I'm not sure what you have in mind in terms of scale (e.g. are you trying to find ways to reach out to a lot of people to have a wider impact in that sense?), so I think it would be best to frame the work to be done first:

Many of the issues men face on the basis of their gender are a result of unhealthy expectations regarding and expressions of their gender identity. What academics call "hegemonic masculinity" creates a normative idea of what it means to be a man, and men are socialized to perform hegemonic masculinity. For some traditional examples of hegemonic masculinity and how they create problems for men:

  • In family roles, to perform hegemonic masculinity, men are supposed to be breadwinners, not caretakers. This leads to the difficulties men can have in obtaining custody after a divorce, as mothers are traditionally seen as the better full-time caretaker for children.

  • In terms of emotion, to perform hegemonic masculinity, men are supposed to be stoic and unfeeling. Not only does this lead to mental health difficulties (as it is unhealthy to try to shut down emotions), but more to the point, this prevents men from seeking mental healthcare, as to acknowledge the need for mental healthcare would be to acknowledge feeling emotions they shouldn't be feeling in the first place.

  • In terms of sex, to perform hegemonic masculinity, men are supposed to be virile and aggressive towards women. This creates the idea that men must always want sex from women, which results in difficulty for men who are sexually assaulted or raped to be recognized as victims.

  • In terms of friendship, to perform hegemonic masculinity, again remember that men are supposed to be stoic and unfeeling, as well as independent and self-sufficient. This creates barriers to forming emotional bonds and results in a lot of men feeling tremendous loneliness in later life as it becomes harder to maintain friendships without a meaningful emotional connection.

(These are just a few examples, of course. It sounds like you already basically know this anyway)

To fix these issues, we need to address them at their source, which is hegemonic masculinity. That's why the framework I and others use is to promote healthy, alternative expressions of masculinity. That's essentially what you're doing when you tell the kid you nanny for that his shoes are fine: it establishes for him that he can express his identity as a boy by wearing whatever shoes he wants.

If you want to work on a larger scale, however, it behooves us to go further and look to the source of hegemonic masculinity itself. The sociologist RW Connell, who coined the term, stated that hegemonic masculinity is a direct result of a patriarchal society. If you dismantle patriarchy, you eliminate the source of hegemonic masculinity, in turn liberating men from the normative, unhealthy expressions of masculinity it dictates and solving the men's issues we discuss.

This is why men's lib and feminism are two sides of the same coin: as both seek to dismantle patriarchy, both are working towards the same goal.

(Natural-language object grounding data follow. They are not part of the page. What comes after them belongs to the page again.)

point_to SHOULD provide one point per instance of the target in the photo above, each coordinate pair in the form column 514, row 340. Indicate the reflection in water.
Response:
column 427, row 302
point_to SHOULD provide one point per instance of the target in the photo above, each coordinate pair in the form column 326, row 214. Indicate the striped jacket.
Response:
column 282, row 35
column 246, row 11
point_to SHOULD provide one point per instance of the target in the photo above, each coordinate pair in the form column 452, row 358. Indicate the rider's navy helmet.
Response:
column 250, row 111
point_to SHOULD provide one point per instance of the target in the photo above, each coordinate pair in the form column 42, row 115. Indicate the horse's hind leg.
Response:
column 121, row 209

So that's a long way of saying: you can do a lot of "large-scale" work towards solving men's issues by incorporating them into any feminist organizations you may be a part of. This is very difficult, and I would echo what Dewey_Darl said: try to avoid derailing conversations about women's issues to be about men, avoid making it a zero-sum game, etc. In my experience, however, most feminist groups are very receptive to this.

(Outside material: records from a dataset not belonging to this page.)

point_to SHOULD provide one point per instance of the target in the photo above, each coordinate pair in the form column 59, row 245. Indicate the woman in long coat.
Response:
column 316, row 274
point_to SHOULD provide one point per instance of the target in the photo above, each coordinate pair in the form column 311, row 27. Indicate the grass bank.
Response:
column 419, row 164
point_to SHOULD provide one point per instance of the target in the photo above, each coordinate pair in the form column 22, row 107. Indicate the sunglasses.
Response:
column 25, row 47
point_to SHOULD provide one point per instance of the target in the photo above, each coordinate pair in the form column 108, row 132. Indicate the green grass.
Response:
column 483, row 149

That would be my advice. To give you an example, I volunteer as an advocate for victims of domestic violence. For many victims, finding an advocate that works best for them is like finding a doctor: some people won't care about the gender of their doctor or advocate, but on the other hand, some women will prefer a female doctor/advocate, some men will prefer a male doctor/advocate, etc. Male victims will sometimes request to work with me for that reason, as the vast majority of DV advocates are women. If you were involved in a similar organization, you could recruit male advocates for the organization to give male victims that option.

So to summarize: if you are involved in any feminist organizations, try to make sure the ways the specific issues the organization addresses affect men are on the radar there (again, without hijacking the organization to be about men's issues). The goal is solidarity: through solidarity in addressing gender issues, we can effectively work to solve them.